Ellas no parecían participar en la revolución sexual.

¿Desde cuánto tiempo conocía Ann a Beverly Highland? Desde hacía unos diez años, calculaba. Se habían conocido en 1959 en aquel viejo edificio de departamentos de Cherokee. Sin embargo, a pesar de que ambas trabajaban juntas para Eddie desde entonces, Beverly seguía siendo un misterio para Ann.

Sorprendentemente, no había ningún hombre en la vida de Beverly Highland a pesar de su belleza. Una belleza que no se limitaba a su aspecto sino que se extendía a su manera de caminar, a sus modales y a su alma, pensó Ann. Beverly siempre caminaba y hablaba como debía; era amable, reposada y suave. Y estaba preciosa con su minifalda Mary Quant y sus pantys blancos con dibujos. Seguía llevando el anticuado moño francés en aquella era espacial de los peinados Sazón y Nigel Davies.

Beverly disfrutaba de una desahogada posición económica. No es que fuera precisamente rica, pero había realizado unas sabias inversiones en el Valle y era parcialmente propietaria de la cadena Royal Burger. Tenía que ser una de las más codiciadas jóvenes de Los Ángeles y, sin embargo, que Ann supiera, no mantenía relaciones con ningún hombre. En los diez años transcurridos, Beverly no había tenido ningún novio. Ni siquiera había salido con nadie. Ann sabía que toda la vida de Beverly giraba en torno al trabajo. En realidad, estaba tan entregada al trabajo y dedicaba tantas horas a dirigir los Royal Burgers que Eddie y Laverne habían desaparecido casi por completo de la escena.

¿Por qué, se preguntó Ann tal como se lo había preguntado muchas veces anteriormente, evitaba Beverly a los hombres?

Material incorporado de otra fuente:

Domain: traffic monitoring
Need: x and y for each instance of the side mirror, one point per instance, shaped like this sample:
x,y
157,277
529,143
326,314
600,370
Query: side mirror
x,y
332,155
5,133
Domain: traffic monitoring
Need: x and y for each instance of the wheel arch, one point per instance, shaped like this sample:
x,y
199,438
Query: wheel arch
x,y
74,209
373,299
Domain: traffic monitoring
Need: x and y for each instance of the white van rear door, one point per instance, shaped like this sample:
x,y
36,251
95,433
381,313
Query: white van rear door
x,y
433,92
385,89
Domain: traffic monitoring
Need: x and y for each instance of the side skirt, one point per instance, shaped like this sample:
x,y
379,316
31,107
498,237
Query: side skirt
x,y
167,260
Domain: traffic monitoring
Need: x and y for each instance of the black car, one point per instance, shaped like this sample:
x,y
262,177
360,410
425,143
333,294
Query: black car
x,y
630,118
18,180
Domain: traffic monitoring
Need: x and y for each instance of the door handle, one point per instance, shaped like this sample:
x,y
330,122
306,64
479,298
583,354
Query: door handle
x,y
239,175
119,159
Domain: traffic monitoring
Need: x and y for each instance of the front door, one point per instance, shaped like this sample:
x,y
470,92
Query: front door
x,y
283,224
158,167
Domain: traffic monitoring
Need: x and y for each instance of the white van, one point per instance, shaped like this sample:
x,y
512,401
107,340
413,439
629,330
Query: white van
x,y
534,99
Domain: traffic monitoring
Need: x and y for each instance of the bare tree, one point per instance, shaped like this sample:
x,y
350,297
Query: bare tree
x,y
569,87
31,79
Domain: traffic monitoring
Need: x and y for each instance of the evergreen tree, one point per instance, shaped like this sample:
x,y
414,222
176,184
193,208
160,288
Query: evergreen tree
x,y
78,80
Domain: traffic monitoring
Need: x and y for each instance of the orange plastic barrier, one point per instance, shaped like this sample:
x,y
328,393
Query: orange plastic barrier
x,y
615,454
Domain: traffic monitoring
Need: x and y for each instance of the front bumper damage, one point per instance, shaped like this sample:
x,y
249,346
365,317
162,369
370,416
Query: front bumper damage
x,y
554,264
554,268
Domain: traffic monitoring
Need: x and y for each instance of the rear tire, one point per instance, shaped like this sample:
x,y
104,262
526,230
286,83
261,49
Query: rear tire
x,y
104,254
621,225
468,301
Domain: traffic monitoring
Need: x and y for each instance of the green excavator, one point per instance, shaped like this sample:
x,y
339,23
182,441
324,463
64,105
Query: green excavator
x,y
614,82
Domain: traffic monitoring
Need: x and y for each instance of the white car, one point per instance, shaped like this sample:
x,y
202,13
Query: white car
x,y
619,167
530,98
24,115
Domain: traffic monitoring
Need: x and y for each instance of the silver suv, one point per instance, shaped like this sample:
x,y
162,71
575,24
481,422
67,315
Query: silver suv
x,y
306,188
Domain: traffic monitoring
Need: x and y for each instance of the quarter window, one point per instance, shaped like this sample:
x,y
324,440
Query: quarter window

Después, estaba Carmen Sánchez, la contable de la empresa. El primer día en que, seis años antes, Beverly se presentó con Carmen en el restaurante y anunció que la muchacha trabajaría con ellos, Ann pensó para sus adentros «¡Ya!», creyendo haber dado con la respuesta. Beverly debía de preferir a las mujeres, así de sencillo. Pero después a Carmen se le empezó a hinchar la barriga y, cuando empezó a sufrir los dolores de parto, la joven maldijo a un hombre llamado Manuel.

En los cinco años transcurridos desde el nacimiento de la pequeña Rosa, Carmen había llevado una vida solitaria. Ella tampoco parecía mostrar el menor interés por los hombres.

Pero, por lo menos, pensó Ann ahora, Carmen había conocido a un hombre, aunque solo fuera una vez. Ann ya no estaba tan segura con respecto a la enigmática Beverly, la cual nunca permitía que nadie se le acercara ni social ni físicamente. ¿Sería posible, se preguntó Ann no por primera vez, que Beverly fuera tan sexualmente inocente como ella?

—¿Dónde está Debbie? —preguntó Ann mientras dejaba el bolso, se hundía en el sofá y apoyaba los pies en la otomana.

Beverly no levantó los ojos de la correspondencia que estaba leyendo.

—Debbie nos ha dejado.

Anne soltó un bufido. Otra.

—¿A dónde se ha ido? ¿A San Francisco?

Hacia allí se habían largado las dos últimas secretarias.

—No lo sé. Vino esta mañana y anunció que ya no era Debbie Schwartz, sino Narciso, que se iba a buscar su karma.

Ann sacudió la cabeza. Les estaba resultando muy difícil conservar a los buenos empleados. Al final, Beverly la miró.

—¿Qué tal ha ido?

—Hubo un pequeño problema en el establecimiento de Reseda, pero lo resolví despidiendo al gerente y poniendo a la gerente adjunta en su lugar. Creo que dará resultado. Espero que no tengamos más dificultades con Sanidad.

—¿Alguna otra cosa?

Anne se dio un masaje en los pies. Ahora era la gerente regional de Royal Burgers y tenía que visitar muy a menudo los catorce establecimientos. Su misión específica era el control de calidad, cuidando de que en todos ellos se mantuviera el mismo nivel.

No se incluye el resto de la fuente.